Speech production is basically a source-filter model. The source is the air provided by the lungs. The filter is the spectral shaping performed by the vocal tract. The convolution of the two in the time domain produces the desired utterance. Because these are two separate processes, the source excitation and the filter implementation can be analyzed separately. Optimizing both the source sub-model and the filter sub-model can improve our speech utterance.

Source Excitation

The source excitation can be one of two types. For voiced speech, the vocal folds close and open rhythmically to make the air from the lung into an "impulse train." This impulse creates the pitch for a sustained voiced sound. For unvoiced speech, the source is white noise. In this case, the air that flows out of the lungs and between the tongue and mouth produces a relatively random sound.

Acoustic Tube and Transmission Line Model

In its simplest form, vocal tract can be modeled as a lossless acoustic tube. The cross-sectional area of the tube and the speed of the air determine the sound pressure and volume velocity, which in turn determines the output speech. The vocal tract can also be modeled as a transmission line. The acoustical resistance, mass, and compliance are distributed along the tube in the same manner as the resistance, inductance, and capacitance along a transmission line.
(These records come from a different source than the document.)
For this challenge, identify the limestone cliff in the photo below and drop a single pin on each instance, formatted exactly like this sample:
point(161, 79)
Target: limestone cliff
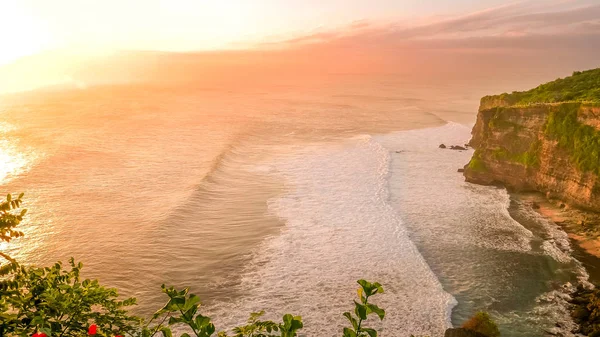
point(551, 146)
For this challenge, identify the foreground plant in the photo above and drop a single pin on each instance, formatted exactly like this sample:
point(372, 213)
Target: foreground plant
point(55, 302)
point(363, 309)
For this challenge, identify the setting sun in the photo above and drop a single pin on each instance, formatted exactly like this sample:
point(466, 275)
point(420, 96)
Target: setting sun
point(20, 33)
point(271, 156)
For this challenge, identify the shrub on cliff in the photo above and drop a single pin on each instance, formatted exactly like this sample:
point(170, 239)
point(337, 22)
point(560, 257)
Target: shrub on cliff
point(482, 323)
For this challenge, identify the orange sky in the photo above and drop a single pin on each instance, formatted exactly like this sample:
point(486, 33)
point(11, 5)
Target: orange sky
point(31, 26)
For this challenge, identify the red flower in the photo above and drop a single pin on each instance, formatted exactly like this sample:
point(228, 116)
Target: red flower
point(93, 329)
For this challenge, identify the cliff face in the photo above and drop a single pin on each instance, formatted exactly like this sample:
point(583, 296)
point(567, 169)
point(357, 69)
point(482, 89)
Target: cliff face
point(553, 148)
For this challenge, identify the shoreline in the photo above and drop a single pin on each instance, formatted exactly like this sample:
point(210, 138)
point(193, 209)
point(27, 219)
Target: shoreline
point(580, 226)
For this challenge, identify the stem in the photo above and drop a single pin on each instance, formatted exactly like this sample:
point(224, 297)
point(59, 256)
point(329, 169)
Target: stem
point(159, 325)
point(360, 318)
point(194, 330)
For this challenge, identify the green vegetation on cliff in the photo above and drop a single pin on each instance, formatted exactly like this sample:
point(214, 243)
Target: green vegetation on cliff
point(580, 140)
point(582, 86)
point(476, 164)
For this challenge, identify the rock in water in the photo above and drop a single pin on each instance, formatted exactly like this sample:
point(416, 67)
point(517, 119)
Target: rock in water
point(456, 147)
point(462, 332)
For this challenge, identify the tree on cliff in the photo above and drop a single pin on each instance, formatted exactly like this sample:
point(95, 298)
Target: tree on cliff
point(54, 301)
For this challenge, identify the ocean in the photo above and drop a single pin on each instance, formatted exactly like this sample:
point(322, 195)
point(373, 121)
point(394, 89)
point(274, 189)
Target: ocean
point(278, 197)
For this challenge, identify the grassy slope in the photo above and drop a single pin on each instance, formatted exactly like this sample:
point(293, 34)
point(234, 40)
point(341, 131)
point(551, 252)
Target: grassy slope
point(582, 86)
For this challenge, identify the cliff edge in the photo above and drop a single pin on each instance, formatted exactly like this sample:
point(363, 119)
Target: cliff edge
point(546, 139)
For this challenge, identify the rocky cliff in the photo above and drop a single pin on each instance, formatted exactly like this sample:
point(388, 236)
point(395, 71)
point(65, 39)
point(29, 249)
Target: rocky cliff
point(546, 140)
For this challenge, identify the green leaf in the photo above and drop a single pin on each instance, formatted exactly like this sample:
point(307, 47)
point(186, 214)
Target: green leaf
point(349, 332)
point(352, 320)
point(166, 331)
point(371, 332)
point(360, 310)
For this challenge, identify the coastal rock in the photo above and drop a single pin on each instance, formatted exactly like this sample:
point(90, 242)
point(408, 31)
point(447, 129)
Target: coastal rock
point(457, 147)
point(462, 332)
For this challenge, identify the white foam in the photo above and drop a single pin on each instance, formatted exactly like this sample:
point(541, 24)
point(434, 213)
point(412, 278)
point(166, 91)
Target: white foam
point(428, 183)
point(341, 228)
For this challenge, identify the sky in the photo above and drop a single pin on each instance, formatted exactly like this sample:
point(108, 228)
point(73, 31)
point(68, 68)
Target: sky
point(44, 42)
point(31, 26)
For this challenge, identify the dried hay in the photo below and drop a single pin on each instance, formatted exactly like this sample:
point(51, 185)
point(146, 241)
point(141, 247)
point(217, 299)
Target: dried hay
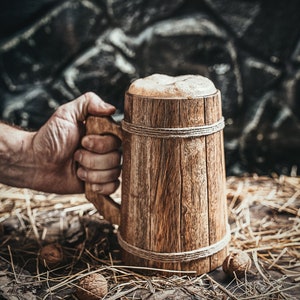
point(264, 214)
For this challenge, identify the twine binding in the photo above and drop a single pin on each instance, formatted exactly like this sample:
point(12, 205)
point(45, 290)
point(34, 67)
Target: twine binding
point(176, 132)
point(176, 256)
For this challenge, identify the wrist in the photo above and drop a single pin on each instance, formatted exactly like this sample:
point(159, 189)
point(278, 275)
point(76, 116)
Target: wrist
point(16, 162)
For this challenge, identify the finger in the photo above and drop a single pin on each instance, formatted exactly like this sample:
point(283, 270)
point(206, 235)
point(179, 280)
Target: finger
point(95, 161)
point(106, 188)
point(98, 176)
point(80, 108)
point(101, 143)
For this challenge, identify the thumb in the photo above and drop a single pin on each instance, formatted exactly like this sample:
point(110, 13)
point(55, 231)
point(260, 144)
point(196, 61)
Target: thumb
point(87, 104)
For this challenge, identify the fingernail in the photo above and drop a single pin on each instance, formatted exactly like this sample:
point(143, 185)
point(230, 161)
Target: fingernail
point(89, 143)
point(97, 187)
point(82, 174)
point(78, 156)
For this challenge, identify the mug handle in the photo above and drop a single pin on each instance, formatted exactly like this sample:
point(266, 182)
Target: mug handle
point(106, 206)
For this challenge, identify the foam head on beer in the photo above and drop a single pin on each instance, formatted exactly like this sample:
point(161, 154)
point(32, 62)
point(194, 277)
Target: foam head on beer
point(183, 86)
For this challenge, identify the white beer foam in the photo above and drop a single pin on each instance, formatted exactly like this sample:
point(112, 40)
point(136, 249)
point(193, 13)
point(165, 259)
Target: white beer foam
point(184, 86)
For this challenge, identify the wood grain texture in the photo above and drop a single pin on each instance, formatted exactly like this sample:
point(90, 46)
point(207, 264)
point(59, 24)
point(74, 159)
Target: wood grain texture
point(173, 191)
point(106, 206)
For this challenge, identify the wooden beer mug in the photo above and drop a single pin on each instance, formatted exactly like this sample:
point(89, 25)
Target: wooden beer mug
point(173, 210)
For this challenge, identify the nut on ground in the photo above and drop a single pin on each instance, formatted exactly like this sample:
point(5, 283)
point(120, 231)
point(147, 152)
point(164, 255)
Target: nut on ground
point(51, 254)
point(237, 262)
point(92, 287)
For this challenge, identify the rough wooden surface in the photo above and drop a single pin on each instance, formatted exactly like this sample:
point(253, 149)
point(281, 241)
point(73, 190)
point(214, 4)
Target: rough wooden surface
point(108, 208)
point(173, 199)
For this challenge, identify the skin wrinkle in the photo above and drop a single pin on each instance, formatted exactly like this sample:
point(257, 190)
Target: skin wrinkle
point(47, 160)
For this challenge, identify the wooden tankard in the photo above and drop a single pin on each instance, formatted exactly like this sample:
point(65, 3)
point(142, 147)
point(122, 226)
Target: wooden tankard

The single acoustic tube/transmission line model is not adequate to model the wide range of sounds we create. Since speech production is characterized by changing vocal-tract shape, it is more appropriate to create multiple acoustic tubes or cascading transmission lines as models. The specific shape of a vocal-tract and how it changes in time determines the actual word utterances we perceive as speech.

The following figure shows how the source/filter approach applies to the human vocal production organs. The lungs, vocal folds and trachea all belong to the "source" side of the model. The various cavities, the velum and the tongue hump are part of the filter end.